I followed her into a quiet room with three other people. Two were Chinese (and I have yet to learn their names), and one was an expat, Morgan. Morgan gladly introduced herself to me and talked about my responsibilities in helping her translate a few things from Chinese to English and write a few articles for the firm. I listened carefully and looked at the Excel file she gave me. Cool. First time at the job, and I'm already busy with translating and writing.

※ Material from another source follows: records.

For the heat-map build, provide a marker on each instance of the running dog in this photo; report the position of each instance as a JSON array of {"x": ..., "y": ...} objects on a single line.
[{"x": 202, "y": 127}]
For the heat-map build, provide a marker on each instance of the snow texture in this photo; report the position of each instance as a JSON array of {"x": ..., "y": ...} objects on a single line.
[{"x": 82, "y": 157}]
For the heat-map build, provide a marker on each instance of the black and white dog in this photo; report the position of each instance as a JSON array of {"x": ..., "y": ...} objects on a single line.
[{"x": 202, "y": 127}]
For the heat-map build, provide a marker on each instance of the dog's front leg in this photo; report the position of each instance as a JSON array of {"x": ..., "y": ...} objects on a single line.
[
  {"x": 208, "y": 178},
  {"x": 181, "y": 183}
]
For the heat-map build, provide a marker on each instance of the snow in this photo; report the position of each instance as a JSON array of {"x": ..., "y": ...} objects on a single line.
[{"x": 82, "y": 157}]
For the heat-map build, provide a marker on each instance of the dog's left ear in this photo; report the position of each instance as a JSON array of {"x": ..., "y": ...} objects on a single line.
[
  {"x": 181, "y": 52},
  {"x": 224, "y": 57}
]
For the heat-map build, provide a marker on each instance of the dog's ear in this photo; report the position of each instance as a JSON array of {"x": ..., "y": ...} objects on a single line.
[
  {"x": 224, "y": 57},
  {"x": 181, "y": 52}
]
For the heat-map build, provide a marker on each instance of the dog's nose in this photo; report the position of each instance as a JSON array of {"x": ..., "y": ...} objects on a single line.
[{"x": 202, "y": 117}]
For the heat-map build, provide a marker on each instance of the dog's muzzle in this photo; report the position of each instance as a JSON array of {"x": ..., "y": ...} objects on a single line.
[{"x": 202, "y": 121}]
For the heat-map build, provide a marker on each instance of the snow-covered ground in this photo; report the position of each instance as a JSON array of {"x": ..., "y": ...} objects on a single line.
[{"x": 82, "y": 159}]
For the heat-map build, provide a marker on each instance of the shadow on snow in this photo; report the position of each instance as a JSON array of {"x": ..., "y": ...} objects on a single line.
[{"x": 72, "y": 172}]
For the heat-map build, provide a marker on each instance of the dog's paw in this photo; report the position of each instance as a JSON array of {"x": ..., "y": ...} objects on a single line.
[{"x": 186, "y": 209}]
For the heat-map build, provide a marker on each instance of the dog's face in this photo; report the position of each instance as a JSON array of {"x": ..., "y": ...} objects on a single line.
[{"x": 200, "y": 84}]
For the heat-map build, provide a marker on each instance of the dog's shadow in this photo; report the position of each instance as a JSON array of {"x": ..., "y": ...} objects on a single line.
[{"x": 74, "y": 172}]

While my expectations weren't that I would be intimately involved in any serious business deals or real-life exposure to clients (given the fact that I'm just an intern and so low on the hierarchy ladder), I did find most of the articles I had to read interesting enough. I am currently involved in publishing and producing a weekly newsletter for the firm's 1,000+ audience about the most recent business news and stances the firm takes on them.
ChinaVest itself is a rather small firm, so there is instant contact with its owners. I met Robert Theleen, ChinaVest CEO and Chairman, on the first day. While it is a rather small office, I noticed—and Morgan pointed out—that it seemed there wasn't much socializing taking place. Most people in the office mind their own business, do their work, and at sharply 5:30 pm, swiftly leave the office, hitting the brisk and vibrant night scene of the Bund.
As for me, I liked the view (if not the stairs) as I came out at 6 pm to go to the subway. And despite the little bumps in my first day—the trouble I had finding the office, the postponed interview—I plan on sticking with my ChinaVest internship and seeing where it leads me. Anything for a nice long view of the Shanghai skyline on my way home!